Yesterday we met our new pediatrician, Dr. McPhillips. She was recommended to us by our fabulous neurologist back down in SF. As our main doctor, she will be responsible for helping us coordinate care with specialists and make referrals. The list is as follows: Orthopedist, Neurologist, Ophthalmologist, Nutrition, Genetics and Endocrinologist. She mentioned that she would connect us with a metabolic/genetics specialist who may help us figure out Marley's syndrome and the implications for her life long term. She weighed and measured Marley and she is now 15 lbs 10 ozs and 24 inches long. She is height/weight proportional but is concerned that she may be dropping off in length. One of her thoughts was growth hormones which is something that we can discuss with an endocrinologist.

Today we trekked a whole 2 blocks to Seattle Children's Hospital for a cardio echo (ultrasound of the heart), a chest x-ray, a meeting with a cardiologist and a visit with an audiologist. Wow. Seattle Children's is AMAZING. Nothing like decrepit UCSF. It is so clean, organized, efficient...I could go on. Marley was a doll during the echo and x-ray. The cardiologist, Dr. Conwell explained in detail his findings.

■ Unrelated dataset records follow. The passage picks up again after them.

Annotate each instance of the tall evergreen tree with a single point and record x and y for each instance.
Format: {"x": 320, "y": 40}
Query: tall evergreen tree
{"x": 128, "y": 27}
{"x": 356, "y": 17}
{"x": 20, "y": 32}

He believes that she has stenosis in both of her pulmonary arteries and has a moderate coarctation of her aorta. He recommends a cardiac cath to investigate further and possibly dilate the arteries with a balloon. He is going to chat with one of the cath doctors and call me with a decision. He said most likely, the catherization would take place in the next couple of months. She'll be put under general anesthesia and need to spend the night. I am not surprised by his findings. At this point I'm just ready to get her heart issues corrected as soon as possible. He also recommended that she be on monthly injections of Synargis to prevent RSV which is more common in babies with heart issues.

Lastly, we visited audiology today to have her new ear molds fitted and to establish care. We attempted a hearing test but Marley is not consistently turning to sounds. We will try again in a few months when she needs new ear molds or we may have to have her tested during light sedation.  The audiologist was very kind and helpful and gave me a list of centers that provide EI services for hearing impairment. 

Whew! I feel like I got a lot accomplished. I'm starting work on Monday and Jason starts his new job the week after that. We've hired a full time nanny to care for Marley and she will also bring her 2 year old daughter to our house. I think that having another young child around will be really good for Marley. I hope that her daughter will be able to teach Marley a few things and help Marley develop her social skills. Already at their first meeting, Zoe took away the toy that Marley was playing with (in true 2 year old form) and Marley began to cry. I loved every minute of it because it showed me a side of Marley's development that I had never seen before- a small developmental milestone happened before my eyes all thanks to a little, feisty 2 year old.